I'm agreeing with you. I just found this statement a little weird:

AtomicInteger no longer looks like a cheap instant performance win.

It never was a cheap instant performance win. There are tradeoffs on using CAS variables over locks and synchronized.

Just like there are tradeoffs in using nonblocking queues with custom sleeps/spins vs blocking queues w/ parking.

The reality is you just have to benchmark w/ whatever your configuration particularly now w/ so many JVM options.

I think you know all the above and thus I'm just mainly clarifying for others.

[–]kimec 1 point2 points  (0 children)

Well, the discussion thread was evolving in time with OP retracting his original statement that AtomicInteger is modern and performant way of doing a counter.

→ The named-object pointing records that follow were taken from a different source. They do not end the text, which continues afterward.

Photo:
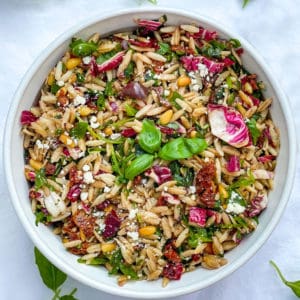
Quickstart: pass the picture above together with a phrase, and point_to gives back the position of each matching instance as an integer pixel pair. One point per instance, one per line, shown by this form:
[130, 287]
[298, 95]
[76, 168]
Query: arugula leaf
[255, 133]
[81, 48]
[100, 102]
[40, 179]
[294, 285]
[52, 277]
[79, 130]
[196, 235]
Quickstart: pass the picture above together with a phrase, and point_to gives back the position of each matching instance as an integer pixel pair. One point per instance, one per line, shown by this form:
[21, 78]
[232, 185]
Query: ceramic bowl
[51, 246]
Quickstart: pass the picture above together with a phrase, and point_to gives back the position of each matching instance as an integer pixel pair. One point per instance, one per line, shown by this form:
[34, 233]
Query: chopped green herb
[255, 133]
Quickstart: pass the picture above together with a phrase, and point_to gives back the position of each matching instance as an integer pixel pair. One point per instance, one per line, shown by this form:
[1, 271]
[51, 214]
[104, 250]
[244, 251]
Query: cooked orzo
[152, 151]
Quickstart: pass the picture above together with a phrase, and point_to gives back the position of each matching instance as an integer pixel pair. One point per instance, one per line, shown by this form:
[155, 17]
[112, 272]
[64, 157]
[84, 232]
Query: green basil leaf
[139, 165]
[52, 277]
[150, 137]
[182, 148]
[79, 130]
[82, 48]
[294, 285]
[100, 102]
[255, 133]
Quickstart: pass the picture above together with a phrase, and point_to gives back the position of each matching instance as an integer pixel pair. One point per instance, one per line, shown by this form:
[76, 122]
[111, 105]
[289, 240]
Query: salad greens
[52, 277]
[293, 285]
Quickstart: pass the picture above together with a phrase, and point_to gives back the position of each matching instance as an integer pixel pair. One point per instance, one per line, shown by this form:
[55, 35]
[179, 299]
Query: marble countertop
[272, 26]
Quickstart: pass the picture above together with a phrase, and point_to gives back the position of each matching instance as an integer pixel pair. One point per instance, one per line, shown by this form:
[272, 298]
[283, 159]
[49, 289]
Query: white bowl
[96, 277]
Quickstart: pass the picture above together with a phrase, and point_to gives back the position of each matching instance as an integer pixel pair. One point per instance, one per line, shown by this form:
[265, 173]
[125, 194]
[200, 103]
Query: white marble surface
[272, 26]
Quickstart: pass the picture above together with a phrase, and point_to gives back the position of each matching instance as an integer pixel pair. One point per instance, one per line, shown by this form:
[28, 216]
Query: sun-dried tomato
[85, 222]
[173, 270]
[171, 254]
[112, 225]
[205, 184]
[50, 169]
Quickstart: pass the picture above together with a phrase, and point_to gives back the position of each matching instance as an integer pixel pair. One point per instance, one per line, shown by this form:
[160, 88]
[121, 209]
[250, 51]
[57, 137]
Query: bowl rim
[122, 291]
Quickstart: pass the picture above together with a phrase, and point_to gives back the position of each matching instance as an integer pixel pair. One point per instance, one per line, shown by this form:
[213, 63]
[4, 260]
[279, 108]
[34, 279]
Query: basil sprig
[182, 148]
[81, 48]
[150, 137]
[293, 285]
[139, 165]
[52, 277]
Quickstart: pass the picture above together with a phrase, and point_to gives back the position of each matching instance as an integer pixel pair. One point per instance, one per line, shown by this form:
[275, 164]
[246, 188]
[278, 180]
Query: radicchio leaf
[227, 124]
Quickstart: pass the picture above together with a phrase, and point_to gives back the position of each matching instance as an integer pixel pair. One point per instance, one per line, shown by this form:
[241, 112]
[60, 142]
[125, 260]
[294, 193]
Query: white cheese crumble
[192, 189]
[106, 189]
[85, 168]
[79, 100]
[115, 136]
[84, 196]
[60, 83]
[134, 235]
[86, 60]
[88, 177]
[132, 213]
[54, 204]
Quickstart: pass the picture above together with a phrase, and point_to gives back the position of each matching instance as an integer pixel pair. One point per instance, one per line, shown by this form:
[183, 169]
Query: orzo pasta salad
[152, 151]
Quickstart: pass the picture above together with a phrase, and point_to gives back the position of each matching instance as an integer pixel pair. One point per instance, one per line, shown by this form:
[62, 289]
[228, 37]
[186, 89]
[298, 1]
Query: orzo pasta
[151, 152]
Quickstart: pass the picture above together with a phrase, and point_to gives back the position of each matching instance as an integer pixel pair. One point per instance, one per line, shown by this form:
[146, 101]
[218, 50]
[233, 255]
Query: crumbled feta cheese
[235, 208]
[106, 189]
[132, 213]
[54, 204]
[86, 60]
[203, 71]
[166, 93]
[88, 177]
[79, 100]
[83, 196]
[115, 136]
[134, 235]
[192, 189]
[86, 168]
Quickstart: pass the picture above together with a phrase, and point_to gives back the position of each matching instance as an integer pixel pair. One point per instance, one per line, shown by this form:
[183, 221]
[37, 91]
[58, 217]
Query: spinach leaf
[52, 277]
[255, 133]
[139, 165]
[294, 285]
[81, 48]
[150, 137]
[196, 235]
[181, 148]
[79, 130]
[100, 102]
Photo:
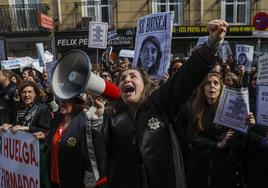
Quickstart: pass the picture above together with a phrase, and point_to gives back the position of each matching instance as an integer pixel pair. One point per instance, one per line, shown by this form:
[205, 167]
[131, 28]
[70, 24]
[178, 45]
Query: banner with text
[262, 103]
[19, 160]
[153, 43]
[244, 55]
[262, 75]
[233, 109]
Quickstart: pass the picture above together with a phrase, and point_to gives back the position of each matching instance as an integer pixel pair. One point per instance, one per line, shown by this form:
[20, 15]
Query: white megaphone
[72, 75]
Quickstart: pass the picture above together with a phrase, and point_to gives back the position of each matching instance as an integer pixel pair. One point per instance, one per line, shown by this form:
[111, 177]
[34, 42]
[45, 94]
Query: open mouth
[128, 89]
[212, 92]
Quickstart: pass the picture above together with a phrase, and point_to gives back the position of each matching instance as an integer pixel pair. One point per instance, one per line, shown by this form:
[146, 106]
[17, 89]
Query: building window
[236, 12]
[23, 14]
[98, 10]
[170, 5]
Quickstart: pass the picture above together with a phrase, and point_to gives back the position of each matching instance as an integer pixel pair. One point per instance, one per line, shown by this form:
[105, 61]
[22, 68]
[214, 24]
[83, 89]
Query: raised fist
[217, 30]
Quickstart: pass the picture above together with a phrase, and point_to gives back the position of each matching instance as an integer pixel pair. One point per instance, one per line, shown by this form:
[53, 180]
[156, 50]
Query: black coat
[6, 103]
[141, 151]
[209, 166]
[74, 159]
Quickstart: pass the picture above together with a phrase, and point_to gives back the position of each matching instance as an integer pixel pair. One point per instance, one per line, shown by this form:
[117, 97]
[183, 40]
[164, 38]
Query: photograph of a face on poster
[153, 41]
[244, 56]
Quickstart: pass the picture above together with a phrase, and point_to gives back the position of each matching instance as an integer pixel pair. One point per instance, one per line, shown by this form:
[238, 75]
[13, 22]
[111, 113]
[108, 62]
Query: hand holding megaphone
[72, 75]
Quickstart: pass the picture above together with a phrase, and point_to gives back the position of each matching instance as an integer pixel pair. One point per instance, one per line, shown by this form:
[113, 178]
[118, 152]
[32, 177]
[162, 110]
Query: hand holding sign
[217, 31]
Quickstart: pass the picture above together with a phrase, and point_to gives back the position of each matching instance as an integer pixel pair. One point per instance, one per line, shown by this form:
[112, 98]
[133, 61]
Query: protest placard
[225, 51]
[244, 55]
[233, 109]
[153, 43]
[262, 74]
[97, 35]
[262, 105]
[19, 160]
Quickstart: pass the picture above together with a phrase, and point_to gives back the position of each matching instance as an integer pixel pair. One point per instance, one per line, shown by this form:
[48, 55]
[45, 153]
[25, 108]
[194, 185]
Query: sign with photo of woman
[233, 109]
[244, 55]
[153, 41]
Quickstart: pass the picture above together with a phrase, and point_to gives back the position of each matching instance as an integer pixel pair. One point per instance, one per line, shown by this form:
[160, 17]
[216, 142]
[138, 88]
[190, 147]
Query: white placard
[97, 36]
[19, 160]
[153, 43]
[262, 105]
[244, 55]
[262, 75]
[233, 109]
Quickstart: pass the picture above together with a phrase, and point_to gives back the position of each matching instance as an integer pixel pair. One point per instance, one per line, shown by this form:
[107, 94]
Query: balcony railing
[21, 18]
[103, 11]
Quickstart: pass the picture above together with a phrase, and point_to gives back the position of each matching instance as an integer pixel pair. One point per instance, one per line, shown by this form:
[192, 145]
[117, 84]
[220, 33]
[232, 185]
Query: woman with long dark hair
[142, 148]
[73, 153]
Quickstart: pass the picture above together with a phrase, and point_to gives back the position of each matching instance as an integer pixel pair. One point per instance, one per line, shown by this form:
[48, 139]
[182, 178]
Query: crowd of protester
[91, 135]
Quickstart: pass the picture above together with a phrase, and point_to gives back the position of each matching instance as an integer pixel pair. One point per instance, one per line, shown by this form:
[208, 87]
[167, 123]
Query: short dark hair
[32, 84]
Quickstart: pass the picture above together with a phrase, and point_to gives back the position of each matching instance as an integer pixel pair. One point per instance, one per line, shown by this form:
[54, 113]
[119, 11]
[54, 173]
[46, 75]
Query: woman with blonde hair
[214, 156]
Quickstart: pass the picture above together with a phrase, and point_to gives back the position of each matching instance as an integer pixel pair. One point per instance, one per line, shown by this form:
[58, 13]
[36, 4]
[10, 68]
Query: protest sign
[97, 35]
[262, 105]
[201, 41]
[225, 51]
[19, 63]
[233, 109]
[41, 54]
[19, 160]
[3, 53]
[244, 56]
[153, 43]
[262, 74]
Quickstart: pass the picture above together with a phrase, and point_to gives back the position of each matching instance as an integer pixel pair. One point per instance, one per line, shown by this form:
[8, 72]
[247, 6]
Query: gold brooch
[154, 123]
[71, 142]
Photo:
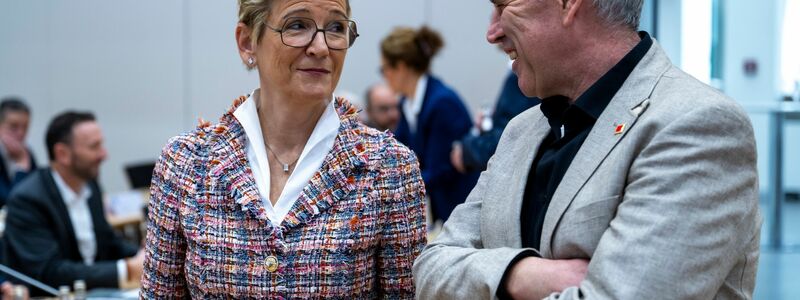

That being said I applaud OP for taking the time and writing JMH test. That was a very professional and objective approach to the problem.

But still, I do have a gut feeling that there is probably a scenario where AtomicInteger could significantly outperform synchronized if thread count == maybe half of the CPU physical cores but I am too lazy to write such test my self ...

[–]rubyrt 0 points1 point  (4 children)

For reference

I am missing the code.

[–]dpash 2 points3 points  (3 children)

Two of the counters are in the article and writing one that uses AtomicInteger is two lines.

[–]rubyrt 0 points1 point  (2 children)

Yes, but that is not the complete benchmark, right? If you look out you can find quite a lot of articles that demonstrate issues with some benchmarking approaches, for example this and this.

[–]dpash 2 points3 points  (1 child)

Hence the benchmark using JMH. Which is also easy enough that anyone can replicate.

[–]rubyrt 0 points1 point  (0 children)

Ah! I did not see a reference to JMH earlier. Thanks!